DB4IoT is a Time-Series Geospatial Database Engine and Mobility Analytics Platform
In today’s transportation planning environment, the problem isn’t a lack of access to data, it’s turning the vast amounts of available data into useful information that helps planners and agencies make informed decisions. The challenge is combining the data from many multimodal sources and packaging it into easy-to-use data analytics and visualizations.
Moonshadow’s DB4IoT is solving this problem and enabling transportation decision makers to explore vast amounts of data quickly and answer questions they haven’t been able to answer before. DB4IoT is the cloud-based database engine and analytics platform for the Internet of Moving Things. DB4IoT was purpose-built for planners, engineers, consultants and agencies to work with virtually any relevant data set. DB4IoT can combine multiple data sets, works with any map layer and delivers blazing-fast analytics that drive better evidence-based planning and engineering decisions.
Multimodal Transportation Data Analytics and Planning Tool
DB4IoT represents the future of transportation data analytics. Questions can be answered in seconds, and users can use the visualizations to calibrate transportation microsimulation models, compare corridor performance before and after improvements are made, identify hot spots for delay, prioritize investments based on the locations of disadvantaged community members, and much more.
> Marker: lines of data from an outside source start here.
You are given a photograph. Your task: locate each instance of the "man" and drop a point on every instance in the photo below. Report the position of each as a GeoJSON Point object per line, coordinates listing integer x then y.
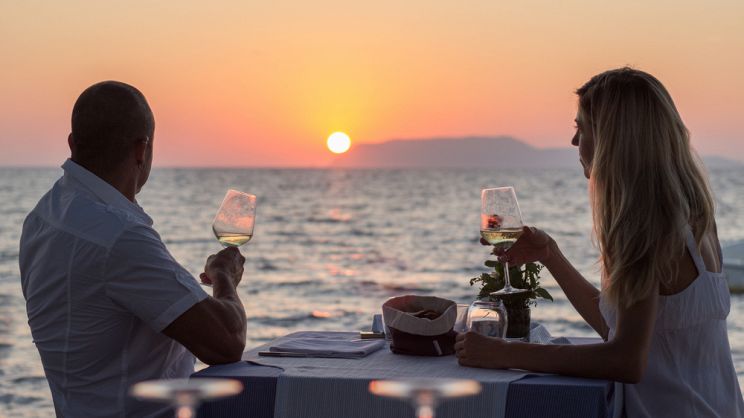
{"type": "Point", "coordinates": [107, 304]}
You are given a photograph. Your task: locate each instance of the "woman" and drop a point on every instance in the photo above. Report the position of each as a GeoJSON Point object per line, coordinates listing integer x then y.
{"type": "Point", "coordinates": [663, 304]}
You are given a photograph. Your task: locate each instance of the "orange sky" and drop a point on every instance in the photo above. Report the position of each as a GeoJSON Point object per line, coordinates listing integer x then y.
{"type": "Point", "coordinates": [248, 83]}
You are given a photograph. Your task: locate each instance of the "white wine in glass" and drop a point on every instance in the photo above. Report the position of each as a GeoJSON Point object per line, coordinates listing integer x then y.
{"type": "Point", "coordinates": [501, 225]}
{"type": "Point", "coordinates": [233, 224]}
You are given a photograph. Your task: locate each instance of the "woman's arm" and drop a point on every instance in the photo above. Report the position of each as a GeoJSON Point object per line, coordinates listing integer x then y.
{"type": "Point", "coordinates": [583, 295]}
{"type": "Point", "coordinates": [536, 245]}
{"type": "Point", "coordinates": [623, 358]}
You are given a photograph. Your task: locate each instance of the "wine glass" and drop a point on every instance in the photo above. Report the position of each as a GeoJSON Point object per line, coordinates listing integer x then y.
{"type": "Point", "coordinates": [501, 225]}
{"type": "Point", "coordinates": [185, 394]}
{"type": "Point", "coordinates": [425, 394]}
{"type": "Point", "coordinates": [233, 224]}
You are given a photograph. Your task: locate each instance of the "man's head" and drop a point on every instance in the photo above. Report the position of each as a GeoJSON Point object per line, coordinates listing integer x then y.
{"type": "Point", "coordinates": [112, 130]}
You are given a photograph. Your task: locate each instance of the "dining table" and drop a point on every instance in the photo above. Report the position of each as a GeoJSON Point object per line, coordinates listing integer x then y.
{"type": "Point", "coordinates": [309, 387]}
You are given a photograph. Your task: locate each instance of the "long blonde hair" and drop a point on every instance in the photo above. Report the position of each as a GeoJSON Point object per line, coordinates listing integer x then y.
{"type": "Point", "coordinates": [647, 182]}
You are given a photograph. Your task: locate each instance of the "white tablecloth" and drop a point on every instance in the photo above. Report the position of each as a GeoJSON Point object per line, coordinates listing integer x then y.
{"type": "Point", "coordinates": [323, 388]}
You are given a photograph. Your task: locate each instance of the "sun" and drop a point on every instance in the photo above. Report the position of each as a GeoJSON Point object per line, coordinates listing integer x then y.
{"type": "Point", "coordinates": [338, 142]}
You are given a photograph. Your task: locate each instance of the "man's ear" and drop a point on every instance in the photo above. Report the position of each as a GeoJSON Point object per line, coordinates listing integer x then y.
{"type": "Point", "coordinates": [140, 151]}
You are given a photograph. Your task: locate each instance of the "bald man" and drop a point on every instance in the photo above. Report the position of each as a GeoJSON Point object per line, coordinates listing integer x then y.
{"type": "Point", "coordinates": [107, 304]}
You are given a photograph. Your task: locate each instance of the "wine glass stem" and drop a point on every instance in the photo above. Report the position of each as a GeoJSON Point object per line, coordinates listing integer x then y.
{"type": "Point", "coordinates": [425, 411]}
{"type": "Point", "coordinates": [507, 282]}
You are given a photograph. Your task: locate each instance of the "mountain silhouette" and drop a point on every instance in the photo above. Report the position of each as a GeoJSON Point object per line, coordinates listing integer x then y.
{"type": "Point", "coordinates": [500, 151]}
{"type": "Point", "coordinates": [473, 151]}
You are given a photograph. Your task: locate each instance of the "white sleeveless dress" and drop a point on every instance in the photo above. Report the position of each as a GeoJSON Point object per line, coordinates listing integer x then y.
{"type": "Point", "coordinates": [690, 372]}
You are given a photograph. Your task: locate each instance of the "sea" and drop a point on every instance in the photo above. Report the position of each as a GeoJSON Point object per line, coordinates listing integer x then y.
{"type": "Point", "coordinates": [331, 245]}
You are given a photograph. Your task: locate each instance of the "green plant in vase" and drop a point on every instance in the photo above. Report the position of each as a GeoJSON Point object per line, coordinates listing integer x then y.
{"type": "Point", "coordinates": [517, 305]}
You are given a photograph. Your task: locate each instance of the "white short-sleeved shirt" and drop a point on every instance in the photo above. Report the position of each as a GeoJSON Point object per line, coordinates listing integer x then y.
{"type": "Point", "coordinates": [100, 286]}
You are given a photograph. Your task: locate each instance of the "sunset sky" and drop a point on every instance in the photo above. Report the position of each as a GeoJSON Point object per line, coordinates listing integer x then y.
{"type": "Point", "coordinates": [249, 83]}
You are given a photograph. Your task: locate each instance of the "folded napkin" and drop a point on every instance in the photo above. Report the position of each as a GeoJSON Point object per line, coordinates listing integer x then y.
{"type": "Point", "coordinates": [327, 346]}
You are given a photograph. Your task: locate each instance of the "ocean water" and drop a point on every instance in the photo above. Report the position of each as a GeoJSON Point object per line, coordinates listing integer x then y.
{"type": "Point", "coordinates": [330, 246]}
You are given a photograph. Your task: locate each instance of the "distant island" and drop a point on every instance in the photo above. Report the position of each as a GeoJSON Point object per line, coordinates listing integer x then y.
{"type": "Point", "coordinates": [474, 151]}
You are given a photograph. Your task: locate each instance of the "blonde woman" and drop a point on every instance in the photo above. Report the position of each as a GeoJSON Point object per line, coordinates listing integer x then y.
{"type": "Point", "coordinates": [663, 304]}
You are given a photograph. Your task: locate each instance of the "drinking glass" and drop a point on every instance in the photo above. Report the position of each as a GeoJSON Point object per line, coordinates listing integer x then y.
{"type": "Point", "coordinates": [425, 394]}
{"type": "Point", "coordinates": [185, 394]}
{"type": "Point", "coordinates": [501, 225]}
{"type": "Point", "coordinates": [233, 224]}
{"type": "Point", "coordinates": [487, 317]}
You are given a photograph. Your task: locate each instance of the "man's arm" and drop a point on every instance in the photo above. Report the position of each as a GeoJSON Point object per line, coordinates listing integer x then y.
{"type": "Point", "coordinates": [214, 330]}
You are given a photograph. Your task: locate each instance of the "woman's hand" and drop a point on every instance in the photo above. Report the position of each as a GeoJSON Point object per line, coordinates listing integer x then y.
{"type": "Point", "coordinates": [476, 350]}
{"type": "Point", "coordinates": [533, 245]}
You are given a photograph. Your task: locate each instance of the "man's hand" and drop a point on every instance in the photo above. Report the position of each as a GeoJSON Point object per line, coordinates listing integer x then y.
{"type": "Point", "coordinates": [227, 263]}
{"type": "Point", "coordinates": [533, 245]}
{"type": "Point", "coordinates": [476, 350]}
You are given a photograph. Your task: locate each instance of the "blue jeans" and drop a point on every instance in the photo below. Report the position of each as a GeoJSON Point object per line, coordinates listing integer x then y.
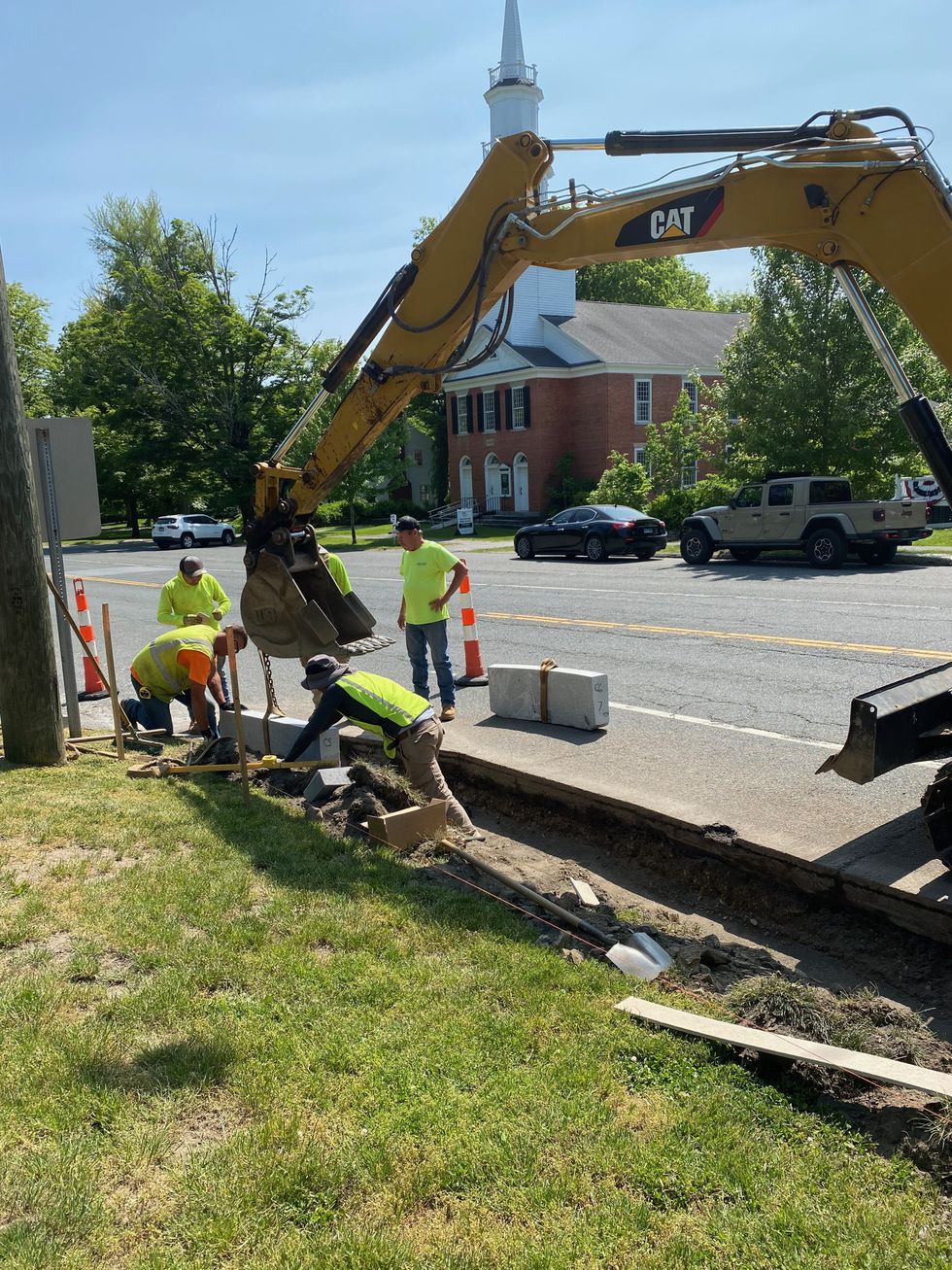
{"type": "Point", "coordinates": [417, 640]}
{"type": "Point", "coordinates": [149, 712]}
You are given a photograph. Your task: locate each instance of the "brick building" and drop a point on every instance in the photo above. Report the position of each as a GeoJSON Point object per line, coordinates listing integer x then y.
{"type": "Point", "coordinates": [572, 376]}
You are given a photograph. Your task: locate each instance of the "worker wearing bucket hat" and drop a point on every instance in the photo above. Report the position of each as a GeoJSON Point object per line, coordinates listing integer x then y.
{"type": "Point", "coordinates": [405, 723]}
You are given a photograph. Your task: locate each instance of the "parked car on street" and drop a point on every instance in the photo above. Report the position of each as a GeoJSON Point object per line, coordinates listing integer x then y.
{"type": "Point", "coordinates": [599, 531]}
{"type": "Point", "coordinates": [186, 531]}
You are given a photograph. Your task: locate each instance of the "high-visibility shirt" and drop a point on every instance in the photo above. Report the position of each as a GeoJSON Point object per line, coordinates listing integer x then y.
{"type": "Point", "coordinates": [174, 661]}
{"type": "Point", "coordinates": [372, 703]}
{"type": "Point", "coordinates": [425, 573]}
{"type": "Point", "coordinates": [179, 597]}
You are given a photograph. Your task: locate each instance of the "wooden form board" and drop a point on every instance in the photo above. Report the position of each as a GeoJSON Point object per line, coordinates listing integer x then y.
{"type": "Point", "coordinates": [871, 1066]}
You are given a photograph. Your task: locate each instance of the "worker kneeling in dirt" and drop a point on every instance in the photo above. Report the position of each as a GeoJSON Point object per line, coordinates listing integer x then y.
{"type": "Point", "coordinates": [405, 722]}
{"type": "Point", "coordinates": [179, 666]}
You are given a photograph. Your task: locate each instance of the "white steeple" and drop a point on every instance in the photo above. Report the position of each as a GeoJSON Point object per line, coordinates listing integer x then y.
{"type": "Point", "coordinates": [513, 98]}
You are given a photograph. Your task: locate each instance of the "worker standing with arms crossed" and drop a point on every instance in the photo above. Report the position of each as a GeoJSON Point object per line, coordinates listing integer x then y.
{"type": "Point", "coordinates": [423, 610]}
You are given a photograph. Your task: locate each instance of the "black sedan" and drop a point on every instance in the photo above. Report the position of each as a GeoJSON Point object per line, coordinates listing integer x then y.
{"type": "Point", "coordinates": [599, 531]}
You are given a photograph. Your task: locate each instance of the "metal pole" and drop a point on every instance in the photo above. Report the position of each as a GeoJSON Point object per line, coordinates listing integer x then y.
{"type": "Point", "coordinates": [873, 331]}
{"type": "Point", "coordinates": [239, 722]}
{"type": "Point", "coordinates": [58, 571]}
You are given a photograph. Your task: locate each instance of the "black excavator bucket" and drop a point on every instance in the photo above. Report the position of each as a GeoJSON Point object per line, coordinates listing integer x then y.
{"type": "Point", "coordinates": [290, 606]}
{"type": "Point", "coordinates": [895, 724]}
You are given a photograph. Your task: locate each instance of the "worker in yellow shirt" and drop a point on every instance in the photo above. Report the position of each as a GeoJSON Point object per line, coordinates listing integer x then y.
{"type": "Point", "coordinates": [195, 599]}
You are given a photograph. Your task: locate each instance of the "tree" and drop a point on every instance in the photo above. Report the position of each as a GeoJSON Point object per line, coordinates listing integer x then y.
{"type": "Point", "coordinates": [624, 483]}
{"type": "Point", "coordinates": [807, 389]}
{"type": "Point", "coordinates": [190, 383]}
{"type": "Point", "coordinates": [36, 356]}
{"type": "Point", "coordinates": [665, 282]}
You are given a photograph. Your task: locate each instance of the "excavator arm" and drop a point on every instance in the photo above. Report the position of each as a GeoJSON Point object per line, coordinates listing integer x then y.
{"type": "Point", "coordinates": [833, 189]}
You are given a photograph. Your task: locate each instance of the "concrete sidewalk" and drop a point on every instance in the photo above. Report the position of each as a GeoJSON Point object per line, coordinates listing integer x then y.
{"type": "Point", "coordinates": [884, 867]}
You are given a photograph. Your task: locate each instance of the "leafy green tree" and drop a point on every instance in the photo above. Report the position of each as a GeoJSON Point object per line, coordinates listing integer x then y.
{"type": "Point", "coordinates": [665, 282]}
{"type": "Point", "coordinates": [807, 389]}
{"type": "Point", "coordinates": [36, 356]}
{"type": "Point", "coordinates": [190, 381]}
{"type": "Point", "coordinates": [428, 414]}
{"type": "Point", "coordinates": [624, 483]}
{"type": "Point", "coordinates": [563, 488]}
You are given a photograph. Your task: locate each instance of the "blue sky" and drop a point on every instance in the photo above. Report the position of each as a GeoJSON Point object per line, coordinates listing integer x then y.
{"type": "Point", "coordinates": [323, 131]}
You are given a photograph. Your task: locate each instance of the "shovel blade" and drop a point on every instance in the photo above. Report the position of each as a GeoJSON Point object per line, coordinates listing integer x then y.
{"type": "Point", "coordinates": [894, 725]}
{"type": "Point", "coordinates": [640, 956]}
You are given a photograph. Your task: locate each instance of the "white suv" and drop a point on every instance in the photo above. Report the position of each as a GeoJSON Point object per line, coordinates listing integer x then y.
{"type": "Point", "coordinates": [186, 531]}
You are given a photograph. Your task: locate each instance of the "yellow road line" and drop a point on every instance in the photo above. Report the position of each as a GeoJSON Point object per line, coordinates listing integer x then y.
{"type": "Point", "coordinates": [116, 582]}
{"type": "Point", "coordinates": [787, 640]}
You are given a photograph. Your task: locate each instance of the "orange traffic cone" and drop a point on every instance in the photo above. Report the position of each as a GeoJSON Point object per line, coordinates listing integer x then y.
{"type": "Point", "coordinates": [475, 670]}
{"type": "Point", "coordinates": [94, 687]}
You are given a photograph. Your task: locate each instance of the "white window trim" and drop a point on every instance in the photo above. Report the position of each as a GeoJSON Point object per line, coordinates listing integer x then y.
{"type": "Point", "coordinates": [637, 417]}
{"type": "Point", "coordinates": [462, 414]}
{"type": "Point", "coordinates": [489, 400]}
{"type": "Point", "coordinates": [521, 389]}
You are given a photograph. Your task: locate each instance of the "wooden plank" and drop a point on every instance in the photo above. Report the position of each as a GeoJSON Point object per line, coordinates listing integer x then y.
{"type": "Point", "coordinates": [869, 1066]}
{"type": "Point", "coordinates": [584, 892]}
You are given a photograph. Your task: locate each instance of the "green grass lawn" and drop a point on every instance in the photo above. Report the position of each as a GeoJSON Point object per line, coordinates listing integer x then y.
{"type": "Point", "coordinates": [232, 1042]}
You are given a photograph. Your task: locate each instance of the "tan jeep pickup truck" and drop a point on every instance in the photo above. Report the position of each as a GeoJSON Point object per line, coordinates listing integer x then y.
{"type": "Point", "coordinates": [815, 514]}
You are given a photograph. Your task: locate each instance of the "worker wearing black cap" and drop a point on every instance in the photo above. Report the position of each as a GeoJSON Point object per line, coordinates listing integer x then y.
{"type": "Point", "coordinates": [405, 722]}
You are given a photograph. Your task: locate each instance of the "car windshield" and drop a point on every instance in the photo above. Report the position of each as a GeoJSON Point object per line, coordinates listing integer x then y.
{"type": "Point", "coordinates": [624, 513]}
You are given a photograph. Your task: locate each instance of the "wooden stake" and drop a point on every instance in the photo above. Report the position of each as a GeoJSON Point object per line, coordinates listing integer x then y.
{"type": "Point", "coordinates": [239, 723]}
{"type": "Point", "coordinates": [113, 696]}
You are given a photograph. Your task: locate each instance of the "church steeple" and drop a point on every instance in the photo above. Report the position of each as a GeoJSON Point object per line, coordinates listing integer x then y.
{"type": "Point", "coordinates": [513, 98]}
{"type": "Point", "coordinates": [513, 93]}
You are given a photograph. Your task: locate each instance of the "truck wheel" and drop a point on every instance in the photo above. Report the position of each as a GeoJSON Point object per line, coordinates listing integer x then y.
{"type": "Point", "coordinates": [825, 549]}
{"type": "Point", "coordinates": [595, 549]}
{"type": "Point", "coordinates": [696, 545]}
{"type": "Point", "coordinates": [877, 553]}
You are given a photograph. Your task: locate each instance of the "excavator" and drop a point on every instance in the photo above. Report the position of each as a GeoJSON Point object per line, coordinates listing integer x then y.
{"type": "Point", "coordinates": [857, 190]}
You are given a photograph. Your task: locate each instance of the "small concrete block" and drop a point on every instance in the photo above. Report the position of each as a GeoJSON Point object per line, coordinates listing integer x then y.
{"type": "Point", "coordinates": [325, 781]}
{"type": "Point", "coordinates": [284, 735]}
{"type": "Point", "coordinates": [412, 826]}
{"type": "Point", "coordinates": [576, 699]}
{"type": "Point", "coordinates": [586, 893]}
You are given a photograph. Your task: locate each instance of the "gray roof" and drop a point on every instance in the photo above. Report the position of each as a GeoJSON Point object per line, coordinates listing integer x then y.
{"type": "Point", "coordinates": [646, 335]}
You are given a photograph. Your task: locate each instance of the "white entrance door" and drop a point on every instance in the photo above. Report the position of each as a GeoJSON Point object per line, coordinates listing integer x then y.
{"type": "Point", "coordinates": [521, 479]}
{"type": "Point", "coordinates": [464, 482]}
{"type": "Point", "coordinates": [493, 484]}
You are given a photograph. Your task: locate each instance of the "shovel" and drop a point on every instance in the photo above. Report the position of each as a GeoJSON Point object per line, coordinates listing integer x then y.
{"type": "Point", "coordinates": [638, 956]}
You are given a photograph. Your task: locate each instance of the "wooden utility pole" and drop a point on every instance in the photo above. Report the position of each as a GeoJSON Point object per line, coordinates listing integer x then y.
{"type": "Point", "coordinates": [29, 694]}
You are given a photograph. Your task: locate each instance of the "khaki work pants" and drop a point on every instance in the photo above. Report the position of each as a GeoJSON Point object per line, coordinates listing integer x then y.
{"type": "Point", "coordinates": [419, 751]}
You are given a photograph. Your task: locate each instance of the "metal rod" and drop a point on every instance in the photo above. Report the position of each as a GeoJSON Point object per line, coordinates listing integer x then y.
{"type": "Point", "coordinates": [282, 447]}
{"type": "Point", "coordinates": [528, 893]}
{"type": "Point", "coordinates": [873, 331]}
{"type": "Point", "coordinates": [58, 571]}
{"type": "Point", "coordinates": [239, 722]}
{"type": "Point", "coordinates": [113, 695]}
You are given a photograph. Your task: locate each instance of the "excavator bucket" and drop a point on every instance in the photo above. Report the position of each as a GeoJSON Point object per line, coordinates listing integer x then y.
{"type": "Point", "coordinates": [298, 611]}
{"type": "Point", "coordinates": [895, 724]}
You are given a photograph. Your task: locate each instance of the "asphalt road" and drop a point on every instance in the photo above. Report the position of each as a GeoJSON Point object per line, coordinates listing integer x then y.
{"type": "Point", "coordinates": [729, 683]}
Comprehensive Evaluation and Impact Studies
More comprehensive volume and origin-destination (OD) data across multiple modes to provide a better understanding of how travel patterns shift across multiple modes. DB4IoT with INRIX Trips delivers the capability to generate Origin-Destination matrices from databases with hundreds of millions of waypoint records within seconds.
More Detailed Before and After Comparisons
Gone are the days of collecting small samples of data before and after a transportation improvement. With DB4IoT, transportation planners and engineers can immediately compare performance using data from moving vehicles collected and stored 24/7/365. Further, engineers and planners can monitor the performance over time and make adjustments to the project deployment if the corridor performance begins to degrade.
Improved Travel Demand Models
Evaluation of freeway improvement projects, such as Express lane facilities and interchange designs often rely on microsimulation and forecasted O/D tables from countywide or regional travel demand models. Analysis of a more comprehensive database of O/D matrices can provide for a better understanding of how travel patterns have shifted over time, allowing for a more accurate forecast of future conditions.
Improved Calibration of Microsimulation Models
DB4IoT can display moving vehicle travel time trajectories on any corridor. The actual travel time trajectories can be used to compare to the modeled travel time. The modeler can recalibrate the simulation to match the real corridor conditions, which leads to better decision making because the model actually matches the real-world conditions.
Better Results from Corridor Operations Projects
With DB4IoT collecting multimodal corridor performance all the time, planners and modelers can use the visualizations during the fine-tuning period for the new signal timings to quickly see how the new timings impact performance. Then, decision makers can monitor how well the corridor is performing day-to-day and whether our improvements continue to perform as planned.
Ability to Analyze Incident Diversion Analysis
The ability to produce near real-time O/D matrices can provide for better understanding of how facility improvements facilitate diversion and the effect on surrounding arterials.
Transportation Equity and the Value of Demographic Data
Transportation planners can use DB4IoT for planning transit stations. With DB4IoT, a planner can draw a precise 1/2-mile circle around the proposed station and immediately understand the demographics of the community within 1/2 mile.
Adaptive Scenario Planning Enables Planners to Focus on Implementable Projects
Adaptive scenario planning helps solve the problem of traditional transportation modeling and decision making that relies on a small sample of data. Adaptive scenario planning leverages the real-time data, enables transportation planners to make decisions based on the actual transportation network performance, plan improvements, and monitor the effectiveness of the improvements and planning assumptions over time.